Charlotte Benishek - Senegal


October 3, 2011

Of all the Wolof words and phrases I learned during my one week stay in Leona, the village where I will work and live this year, I can easily identify that which I’ve seen most represented in the Senegalese psyche. “Ndank a ndank,” or little by little, was a constant refrain during my stay. Actually, the complete proverb is “Step by step you catch a monkey in the forest.” Forgive me, but my current Wolof vocabulary renders me unable to translate it to its original Wolof. I’m learning.

My host family applied “ndank a ndank” to my Wolof learning. I expected that. Of course I’ll learn little by little. However, I didn’t expect my host mother to admonish me to walk to the market “ndank a ndank.” Apparently my hurried toubab gait was entirely unacceptable. My host mother emphatically informed me of this, complete with imitation. Now I sigh and walk beside her as we make our way to the market ever so slowly – ndank a ndank.

This theme also arose again as I watched an aunt prepare attaya – the strong, sweet Senegalese tea we drink multiple times per day. She poured the tea between two small glasses for minutes – creating a healthy layer of foam on top. Pouring and pouring. At one point I doubted how much more foam was being created, but the methodical pouring of the attaya continued.

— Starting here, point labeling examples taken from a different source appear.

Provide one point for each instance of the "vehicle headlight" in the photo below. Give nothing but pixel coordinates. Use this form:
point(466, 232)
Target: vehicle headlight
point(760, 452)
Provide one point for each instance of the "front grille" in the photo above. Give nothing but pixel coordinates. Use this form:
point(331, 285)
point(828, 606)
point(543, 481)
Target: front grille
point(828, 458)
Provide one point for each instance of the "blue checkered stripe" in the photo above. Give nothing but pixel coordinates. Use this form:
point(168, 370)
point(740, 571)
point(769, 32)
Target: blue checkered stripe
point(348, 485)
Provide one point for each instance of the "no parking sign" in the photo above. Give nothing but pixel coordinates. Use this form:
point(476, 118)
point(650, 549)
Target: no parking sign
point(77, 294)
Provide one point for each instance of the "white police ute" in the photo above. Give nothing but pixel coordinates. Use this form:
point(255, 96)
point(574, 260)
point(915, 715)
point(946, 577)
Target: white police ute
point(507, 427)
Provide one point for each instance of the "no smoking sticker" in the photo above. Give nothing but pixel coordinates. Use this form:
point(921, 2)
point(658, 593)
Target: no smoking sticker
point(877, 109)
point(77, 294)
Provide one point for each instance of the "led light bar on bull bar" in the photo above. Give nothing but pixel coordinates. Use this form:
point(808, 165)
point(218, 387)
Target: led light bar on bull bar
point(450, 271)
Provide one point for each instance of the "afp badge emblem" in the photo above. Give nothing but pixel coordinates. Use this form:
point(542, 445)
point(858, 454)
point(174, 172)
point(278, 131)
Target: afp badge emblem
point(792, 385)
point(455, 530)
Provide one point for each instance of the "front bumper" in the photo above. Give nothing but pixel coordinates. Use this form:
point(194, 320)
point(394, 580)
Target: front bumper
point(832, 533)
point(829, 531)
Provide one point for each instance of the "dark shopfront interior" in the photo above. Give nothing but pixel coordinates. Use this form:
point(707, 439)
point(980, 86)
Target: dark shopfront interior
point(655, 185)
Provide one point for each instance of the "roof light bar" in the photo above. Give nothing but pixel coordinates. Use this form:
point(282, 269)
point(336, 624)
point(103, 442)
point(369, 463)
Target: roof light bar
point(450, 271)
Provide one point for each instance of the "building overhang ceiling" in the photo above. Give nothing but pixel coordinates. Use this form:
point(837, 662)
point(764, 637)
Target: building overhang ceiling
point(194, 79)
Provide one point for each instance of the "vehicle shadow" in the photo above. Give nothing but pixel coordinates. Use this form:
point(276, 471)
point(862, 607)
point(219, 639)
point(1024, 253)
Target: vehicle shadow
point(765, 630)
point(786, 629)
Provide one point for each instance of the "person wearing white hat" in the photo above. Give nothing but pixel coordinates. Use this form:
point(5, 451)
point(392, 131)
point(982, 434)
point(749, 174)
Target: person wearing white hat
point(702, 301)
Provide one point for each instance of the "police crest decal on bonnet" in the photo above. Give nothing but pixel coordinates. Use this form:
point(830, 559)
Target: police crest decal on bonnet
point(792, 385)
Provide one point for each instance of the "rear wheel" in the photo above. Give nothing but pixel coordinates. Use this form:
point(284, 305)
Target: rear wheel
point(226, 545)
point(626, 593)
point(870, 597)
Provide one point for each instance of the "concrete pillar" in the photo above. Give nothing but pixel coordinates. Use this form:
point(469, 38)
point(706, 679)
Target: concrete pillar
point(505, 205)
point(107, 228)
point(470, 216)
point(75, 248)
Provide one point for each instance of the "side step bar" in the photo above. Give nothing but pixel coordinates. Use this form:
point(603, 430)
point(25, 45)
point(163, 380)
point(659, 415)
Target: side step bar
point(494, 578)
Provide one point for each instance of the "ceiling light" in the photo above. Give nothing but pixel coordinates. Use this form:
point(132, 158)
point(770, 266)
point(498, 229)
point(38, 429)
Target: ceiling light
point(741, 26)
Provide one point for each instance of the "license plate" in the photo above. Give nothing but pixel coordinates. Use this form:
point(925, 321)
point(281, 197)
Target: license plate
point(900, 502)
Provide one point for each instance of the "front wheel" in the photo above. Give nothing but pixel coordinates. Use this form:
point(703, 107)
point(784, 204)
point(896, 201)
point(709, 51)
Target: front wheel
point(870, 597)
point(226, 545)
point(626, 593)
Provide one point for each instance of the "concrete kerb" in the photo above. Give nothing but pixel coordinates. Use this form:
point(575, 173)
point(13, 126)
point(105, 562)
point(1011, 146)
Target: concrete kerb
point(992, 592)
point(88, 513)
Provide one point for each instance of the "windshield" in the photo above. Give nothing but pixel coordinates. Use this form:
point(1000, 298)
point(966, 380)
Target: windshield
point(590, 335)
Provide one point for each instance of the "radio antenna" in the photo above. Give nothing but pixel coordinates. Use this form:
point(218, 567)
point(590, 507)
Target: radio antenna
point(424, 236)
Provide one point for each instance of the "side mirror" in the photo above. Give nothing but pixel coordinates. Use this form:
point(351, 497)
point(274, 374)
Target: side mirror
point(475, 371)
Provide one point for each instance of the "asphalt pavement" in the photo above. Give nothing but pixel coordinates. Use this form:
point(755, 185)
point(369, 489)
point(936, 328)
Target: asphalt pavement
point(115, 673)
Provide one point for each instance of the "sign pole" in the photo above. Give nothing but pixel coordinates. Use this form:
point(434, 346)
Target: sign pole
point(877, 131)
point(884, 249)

A final expression of the culture of “ndank a ndank” occurred when I asked for a tour of Leona, my village. I asked my host father about this early in the week, and gently reminded him a few times. One day my host mom was too busy to go, then I was sick, and another day it rained. My host dad wasn’t concerned. “You’ll get to know Leona little by little,” he explained. I was honestly a bit miffed, being used to things happening quickly and efficiently – on a Western schedule. Society at home says that waiting is torture – a cause for righteous indignation; “I shouldn’t have to wait!” is the prevailing attitude in the United States. Welcome to Senegal, where it’s perfectly acceptable for life to progress “ndank a ndank.” I’ve concluded that will catch that monkey in the forest, ndank a ndank.